Which was your final configuration? What speed did you get?

2014-09-03 11:18 GMT+02:00 Sebastiano Di Paola <sebastiano.dipa...@gmail.com
>:

> I raised batchSize of a 100 factor,  added more heap space and speed
> increased...
> still not reached the same speed as using "hdfs dfs -copyFromLocal" but
> I'm pretty sure it's a tuning problem.
> thanks a lot for your hint.
> Regards
> Seba
>
>
> On Wed, Sep 3, 2014 at 9:55 AM, Sandeep Khurana <skhurana...@gmail.com>
> wrote:
>
>> Since you mentioned "average size of 150 bytes each" is your each
>> record, I will try increasing the batch size to a higher value.
>>
>>
>> "HDFS batch size determines the number of events to take from the
>> channel and send in one go."
>>
>> So in 1 shot you are sending 1500000 bytes to hdfs.
>>
>>
>> On Wed, Sep 3, 2014 at 1:18 PM, Sebastiano Di Paola <
>> sebastiano.dipa...@gmail.com> wrote:
>>
>>> In my experiment, I just want to transfer a single file...just to test
>>> what performances I can achieve...
>>> so rolling file on hdfs at this point is not vital.

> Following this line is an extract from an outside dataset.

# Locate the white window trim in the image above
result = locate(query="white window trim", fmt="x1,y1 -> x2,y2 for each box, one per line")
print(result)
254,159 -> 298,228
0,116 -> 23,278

>>> Anyway I did some test rolling file every 300 seconds.
>>> What I can't explain to myself is the "slow" output from the sink...the
>>> memory channel overflows (if it's not big enough so it seems that the souce
>>> is able to produce a higher data rate than the data rate the sink is able
>>> to process and send on hdfs)
>>> I'm not sure if it can helps to pinpoint my "configuration mistake", but
>>> I'm using Flume 1.5.0.1 (tried also Flume 1.5.0)
>>> Regards.
>>> Seba
>>>
>>>
>>> On Wed, Sep 3, 2014 at 9:38 AM, Sandeep Khurana <skhurana...@gmail.com>
>>> wrote:
>>>
>>>> I see that you have below settings set to zero. You dont want rolling
>>>> to hdfs to  happen based upon any of the size, count or time  interval?
>>>>
>>>> test.sinks.s1.hdfs.rollSize = 0
>>>> test.sinks.s1.hdfs.rollCount = 0
>>>> test.sinks.s1.hdfs.rollInterval = 0
>>>>
>>>>
>>>> On Wed, Sep 3, 2014 at 1:06 PM, Sebastiano Di Paola <
>>>> sebastiano.dipa...@gmail.com> wrote:
>>>>
>>>>> Hi Paul,
>>>>> thank for your answer.
>>>>> As I' m a newbie of Flume How can I attach multiple sinks to the same
>>>>> channel? (does they read data in a round robin fashon from the memory
>>>>> channel?)
>>>>>  (does this create multiple files on the hdfs?, because this is not
>>>>> what I'm expecting to have I have a 500MB data file at the source and I
>>>>> would like to have only one file on HDFS)
>>>>>
>>>>> I can't believe that I cannot achieve such a performance with a single
>>>>> sink. I'm pretty sure it's a configuration issue!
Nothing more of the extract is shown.